Drill 04: Anchors & Boundaries

Anchors match positions, not characters. Use them to find patterns at line starts, line ends, or word boundaries without consuming any text.

Core Concepts

Anchor Meaning Tool Support

Anchor	Meaning	Tool Support
`^`	Start of line/string	All tools
`$`	End of line/string	All tools
`\b`	Word boundary	PCRE (grep -P), Python
`\B`	NOT a word boundary	PCRE, Python
`\<`	Start of word	BRE/ERE (grep, sed)
`\>`	End of word	BRE/ERE (grep, sed)
`\A`	Start of string (ignores multiline)	PCRE, Python
`\Z`	End of string (ignores multiline)	PCRE, Python

^

Start of line/string

All tools

$

End of line/string

All tools

\b

Word boundary

PCRE (grep -P), Python

\B

NOT a word boundary

PCRE, Python

\<

Start of word

BRE/ERE (grep, sed)

\>

End of word

BRE/ERE (grep, sed)

\A

Start of string (ignores multiline)

PCRE, Python

\Z

End of string (ignores multiline)

PCRE, Python

Zero-Width Assertion

Key insight: Anchors match POSITIONS, not characters. They have zero width.

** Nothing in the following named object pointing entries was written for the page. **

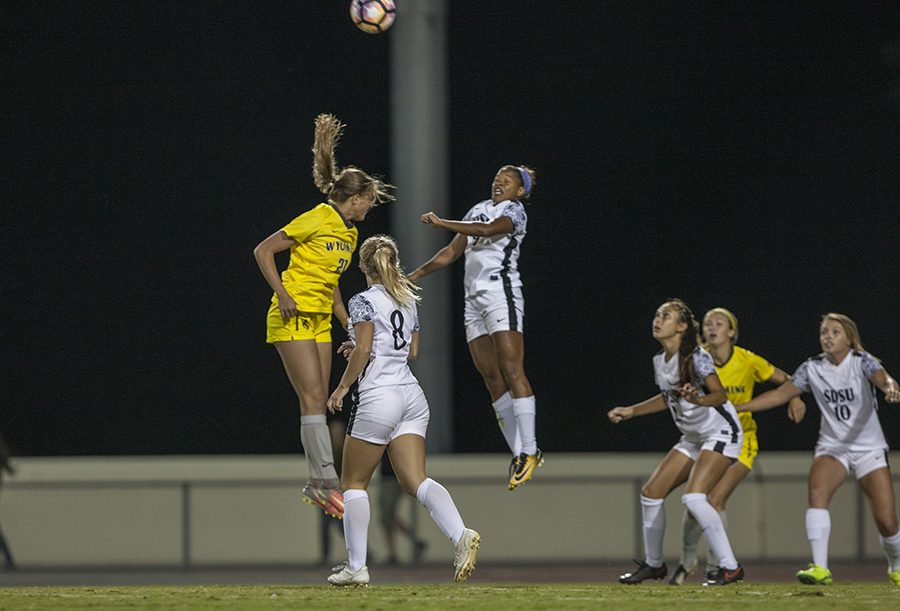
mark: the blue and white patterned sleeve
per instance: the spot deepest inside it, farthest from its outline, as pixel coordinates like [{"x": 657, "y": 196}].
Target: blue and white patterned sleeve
[
  {"x": 800, "y": 379},
  {"x": 516, "y": 213},
  {"x": 704, "y": 364},
  {"x": 361, "y": 309},
  {"x": 869, "y": 364}
]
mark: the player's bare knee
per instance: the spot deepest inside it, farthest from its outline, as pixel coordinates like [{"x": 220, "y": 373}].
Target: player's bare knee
[
  {"x": 411, "y": 485},
  {"x": 887, "y": 525}
]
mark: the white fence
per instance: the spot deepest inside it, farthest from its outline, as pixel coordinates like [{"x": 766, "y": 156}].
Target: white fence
[{"x": 246, "y": 510}]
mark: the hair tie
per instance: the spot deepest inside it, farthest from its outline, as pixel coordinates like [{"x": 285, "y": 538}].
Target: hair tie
[{"x": 526, "y": 180}]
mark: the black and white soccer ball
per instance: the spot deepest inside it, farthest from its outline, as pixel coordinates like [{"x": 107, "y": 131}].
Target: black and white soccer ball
[{"x": 373, "y": 16}]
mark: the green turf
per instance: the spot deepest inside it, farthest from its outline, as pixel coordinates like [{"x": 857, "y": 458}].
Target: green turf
[{"x": 497, "y": 597}]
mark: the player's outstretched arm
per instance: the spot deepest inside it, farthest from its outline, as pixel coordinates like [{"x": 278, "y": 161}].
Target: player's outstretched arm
[
  {"x": 796, "y": 406},
  {"x": 444, "y": 257},
  {"x": 650, "y": 406},
  {"x": 886, "y": 384},
  {"x": 770, "y": 399}
]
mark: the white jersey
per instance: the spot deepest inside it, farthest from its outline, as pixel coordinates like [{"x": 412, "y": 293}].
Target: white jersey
[
  {"x": 493, "y": 262},
  {"x": 846, "y": 400},
  {"x": 696, "y": 422},
  {"x": 394, "y": 325}
]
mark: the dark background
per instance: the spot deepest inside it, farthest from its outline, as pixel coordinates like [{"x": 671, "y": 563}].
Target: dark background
[{"x": 743, "y": 156}]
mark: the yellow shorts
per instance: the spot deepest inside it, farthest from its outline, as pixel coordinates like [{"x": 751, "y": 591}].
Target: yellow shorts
[
  {"x": 307, "y": 325},
  {"x": 749, "y": 450}
]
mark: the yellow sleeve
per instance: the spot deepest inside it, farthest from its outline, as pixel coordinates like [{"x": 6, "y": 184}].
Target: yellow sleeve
[
  {"x": 762, "y": 369},
  {"x": 304, "y": 226}
]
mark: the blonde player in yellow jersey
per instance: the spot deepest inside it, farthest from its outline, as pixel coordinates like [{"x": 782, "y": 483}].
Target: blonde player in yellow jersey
[
  {"x": 739, "y": 370},
  {"x": 321, "y": 242}
]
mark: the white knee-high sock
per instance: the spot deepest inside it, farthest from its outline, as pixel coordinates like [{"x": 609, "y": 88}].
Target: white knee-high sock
[
  {"x": 654, "y": 518},
  {"x": 440, "y": 505},
  {"x": 525, "y": 410},
  {"x": 316, "y": 442},
  {"x": 506, "y": 419},
  {"x": 891, "y": 547},
  {"x": 356, "y": 526},
  {"x": 713, "y": 562},
  {"x": 708, "y": 518},
  {"x": 691, "y": 533},
  {"x": 818, "y": 531}
]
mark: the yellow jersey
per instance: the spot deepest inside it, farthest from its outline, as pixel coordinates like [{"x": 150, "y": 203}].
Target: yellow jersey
[
  {"x": 325, "y": 245},
  {"x": 739, "y": 375}
]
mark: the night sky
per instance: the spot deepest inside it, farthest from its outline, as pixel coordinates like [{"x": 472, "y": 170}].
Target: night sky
[{"x": 743, "y": 156}]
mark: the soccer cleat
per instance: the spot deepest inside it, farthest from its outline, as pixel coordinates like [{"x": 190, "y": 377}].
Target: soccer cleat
[
  {"x": 343, "y": 575},
  {"x": 522, "y": 468},
  {"x": 814, "y": 575},
  {"x": 643, "y": 572},
  {"x": 723, "y": 577},
  {"x": 681, "y": 574},
  {"x": 328, "y": 498},
  {"x": 466, "y": 554}
]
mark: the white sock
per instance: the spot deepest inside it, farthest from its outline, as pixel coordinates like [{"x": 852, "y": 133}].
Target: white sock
[
  {"x": 440, "y": 505},
  {"x": 316, "y": 440},
  {"x": 356, "y": 526},
  {"x": 708, "y": 518},
  {"x": 525, "y": 410},
  {"x": 654, "y": 517},
  {"x": 506, "y": 419},
  {"x": 891, "y": 547},
  {"x": 713, "y": 561},
  {"x": 691, "y": 533},
  {"x": 818, "y": 530}
]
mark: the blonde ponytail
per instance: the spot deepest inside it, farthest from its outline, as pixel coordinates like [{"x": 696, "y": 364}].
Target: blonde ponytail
[
  {"x": 380, "y": 260},
  {"x": 341, "y": 184}
]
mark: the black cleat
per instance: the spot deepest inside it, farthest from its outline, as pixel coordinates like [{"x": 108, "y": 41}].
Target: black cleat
[
  {"x": 644, "y": 571},
  {"x": 723, "y": 577}
]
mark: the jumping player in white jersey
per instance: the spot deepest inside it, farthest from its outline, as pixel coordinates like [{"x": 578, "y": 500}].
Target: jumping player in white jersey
[
  {"x": 843, "y": 379},
  {"x": 390, "y": 411},
  {"x": 491, "y": 235},
  {"x": 711, "y": 441}
]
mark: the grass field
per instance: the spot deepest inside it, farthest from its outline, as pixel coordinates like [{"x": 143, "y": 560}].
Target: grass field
[{"x": 498, "y": 597}]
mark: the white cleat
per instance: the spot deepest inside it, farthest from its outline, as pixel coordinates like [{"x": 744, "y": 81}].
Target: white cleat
[
  {"x": 343, "y": 575},
  {"x": 466, "y": 554}
]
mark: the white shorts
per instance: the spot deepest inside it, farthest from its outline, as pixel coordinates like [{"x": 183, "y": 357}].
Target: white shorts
[
  {"x": 488, "y": 312},
  {"x": 858, "y": 463},
  {"x": 384, "y": 413},
  {"x": 721, "y": 443}
]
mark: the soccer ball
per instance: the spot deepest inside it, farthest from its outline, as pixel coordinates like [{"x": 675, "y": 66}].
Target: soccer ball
[{"x": 373, "y": 16}]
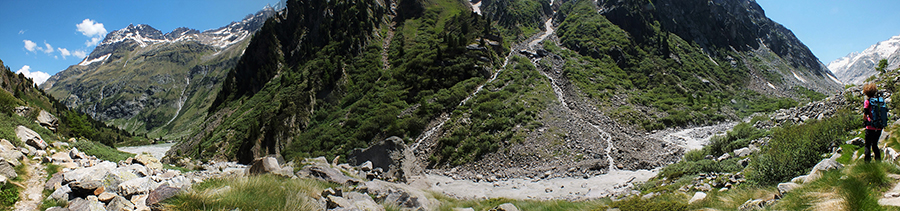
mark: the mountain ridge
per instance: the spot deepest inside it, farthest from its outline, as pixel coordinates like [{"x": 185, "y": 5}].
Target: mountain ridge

echo "hello" | grep -o '^'
# Output: (empty - matched position before 'h')

echo "hello" | grep -o '^.'
# Output: h (position before h, then one character)

Interactive CLI Drill

bash ~/atelier/_bibliotheca/domus-captures/docs/modules/ROOT/examples/regex-drills/04-anchors.sh

Exercise Set 1: Line Anchors

cat << 'EOF' > /tmp/ex-anchor.txt
ERROR: Connection failed
Warning: Low disk
INFO: Process started
  ERROR: indented error
error: lowercase error
Process completed with ERROR
EOF

Ex 1.1: Lines starting with ERROR

Solution

grep '^ERROR' /tmp/ex-anchor.txt

Output: ERROR: Connection failed (Not the indented or lowercase ones)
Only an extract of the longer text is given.